Des Moines, Iowa - The Justice Department Tuesday concluded an investigation into conditions at the Glenwood Resource Center (Glenwood), an institution for individuals with intellectual disabilities operated by the State of Iowa in Glenwood, Iowa.
The Justice Department determined that there is reasonable cause to believe the conditions at Glenwood violate the Fourteenth Amendment of the U.S. Constitution and that these violations are pursuant to a pattern or practice of resistance to the full enjoyment of rights protected by the Fourteenth Amendment.
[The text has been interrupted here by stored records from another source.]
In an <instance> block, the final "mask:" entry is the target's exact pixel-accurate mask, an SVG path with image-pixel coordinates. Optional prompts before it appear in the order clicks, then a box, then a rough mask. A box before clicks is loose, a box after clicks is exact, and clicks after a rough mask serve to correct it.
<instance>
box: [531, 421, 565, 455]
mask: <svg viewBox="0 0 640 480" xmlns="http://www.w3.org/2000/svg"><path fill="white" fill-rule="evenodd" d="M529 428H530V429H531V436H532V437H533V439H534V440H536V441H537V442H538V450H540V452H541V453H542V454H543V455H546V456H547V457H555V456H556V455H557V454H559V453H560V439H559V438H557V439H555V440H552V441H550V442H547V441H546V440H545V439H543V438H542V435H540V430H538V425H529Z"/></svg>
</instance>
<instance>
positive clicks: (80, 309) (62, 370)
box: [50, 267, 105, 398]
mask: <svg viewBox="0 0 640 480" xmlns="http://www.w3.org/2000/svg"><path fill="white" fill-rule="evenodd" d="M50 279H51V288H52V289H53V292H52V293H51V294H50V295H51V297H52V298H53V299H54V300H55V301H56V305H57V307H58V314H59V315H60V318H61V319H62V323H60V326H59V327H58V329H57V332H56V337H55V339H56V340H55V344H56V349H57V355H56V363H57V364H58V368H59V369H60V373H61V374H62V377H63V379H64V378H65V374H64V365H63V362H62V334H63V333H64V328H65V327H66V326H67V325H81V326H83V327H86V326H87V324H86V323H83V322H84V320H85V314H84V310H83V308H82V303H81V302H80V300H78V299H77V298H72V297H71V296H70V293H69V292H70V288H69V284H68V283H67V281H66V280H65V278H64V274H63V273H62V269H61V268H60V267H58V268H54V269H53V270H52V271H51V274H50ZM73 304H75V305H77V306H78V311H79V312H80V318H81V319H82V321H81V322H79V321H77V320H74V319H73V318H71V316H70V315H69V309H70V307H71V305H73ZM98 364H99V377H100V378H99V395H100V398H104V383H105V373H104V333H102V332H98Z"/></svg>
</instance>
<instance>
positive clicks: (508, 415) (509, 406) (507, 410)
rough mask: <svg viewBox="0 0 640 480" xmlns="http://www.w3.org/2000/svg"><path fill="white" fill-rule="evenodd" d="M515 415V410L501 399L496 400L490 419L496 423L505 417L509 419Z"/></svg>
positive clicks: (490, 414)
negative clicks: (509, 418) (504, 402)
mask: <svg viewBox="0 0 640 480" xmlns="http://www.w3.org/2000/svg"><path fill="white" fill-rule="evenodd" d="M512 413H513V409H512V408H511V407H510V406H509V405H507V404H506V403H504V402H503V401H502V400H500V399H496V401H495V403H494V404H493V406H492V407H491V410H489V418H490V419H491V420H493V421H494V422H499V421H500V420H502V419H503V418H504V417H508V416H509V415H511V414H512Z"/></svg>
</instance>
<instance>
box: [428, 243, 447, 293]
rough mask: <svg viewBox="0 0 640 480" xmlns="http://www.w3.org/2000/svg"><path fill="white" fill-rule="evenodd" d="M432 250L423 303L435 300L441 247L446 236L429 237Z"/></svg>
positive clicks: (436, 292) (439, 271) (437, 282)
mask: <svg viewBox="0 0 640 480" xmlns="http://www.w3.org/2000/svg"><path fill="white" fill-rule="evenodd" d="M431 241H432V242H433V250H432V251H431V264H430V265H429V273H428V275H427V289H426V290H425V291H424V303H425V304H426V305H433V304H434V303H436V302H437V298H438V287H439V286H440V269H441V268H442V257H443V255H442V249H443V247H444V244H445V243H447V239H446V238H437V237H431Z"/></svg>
“Individuals with disabilities are not human guinea pigs, and like all persons, they should never be subject to bizarre and deviant pseudo-medical ‘experiments’ that injure them. Human experimentation is the hallmark of sick totalitarian states and has no place in the United States of America. The U.S. Constitution protects the right of all persons in this free country who are in the care of the state to be reasonably free from harm or the risk of harm,” said Assistant Attorney General Eric Dreiband for the Civil Rights Division. “We intend to work with the state to ensure that reforms are instituted at Glenwood so that these vulnerable individuals, who depend upon the state for their care, receive the care, support, and treatment that they deserve and to which they are entitled.”
The department found reasonable cause to believe that Iowa subjects Glenwood residents to unreasonable harm and risk of harm by subjecting residents to uncontrolled and unsupervised experimentation, inadequate physical and behavioral healthcare, and inadequate protection from harm, including deficient safety and oversight mechanisms. Specifically, the department concluded that the state violated Glenwood residents’ constitutional rights by conducting experiments on them without their consent. The department found that one experiment, which involved overhydrating residents, caused physical harm. In addition, the department concluded that Glenwood residents receive constitutionally inadequate physical health care. The department found that residents fail to receive timely or clinically appropriate medical assessments or treatment, at times resulting in severe physical harm. The department also concluded that Glenwood’s behavioral health care, including its use of restraints, violates residents’ due process rights. The department found that, from 2017 to 2019, Glenwood’s use of restraints increased by more than 300 percent. Finally, the department found severe deficiencies in the oversight and quality management at both Glenwood and the Iowa Department of Human Services and that these deficiencies fostered an environment in which the constitutional violations could and did routinely occur.
As required by the Civil Rights of Institutionalized Persons Act (CRIPA), the Department provided the State of Iowa with written notice of the supporting facts for these alleged conditions and the minimum remedial measures necessary to address them.
The Department of Justice’s comprehensive investigation involved review and analysis of documents, including policies and procedures, health care records, investigations, and oversight reports. The department also conducted tours of Glenwood and conducted interviews of current and former staff and management at Glenwood, Iowa’s Department of Human Services, and other stakeholders.
The department initiated the investigation in November 2019 under CRIPA, which authorizes the department to act to address a pattern or practice of deprivation of constitutional rights of individuals confined to state or local government-run residential institutions. The department is continuing to investigate whether the state violates the rights of residents of Glenwood and Woodward Resource Centers under Title II of the Americans with Disabilities Act to receive services in the most integrated setting appropriate.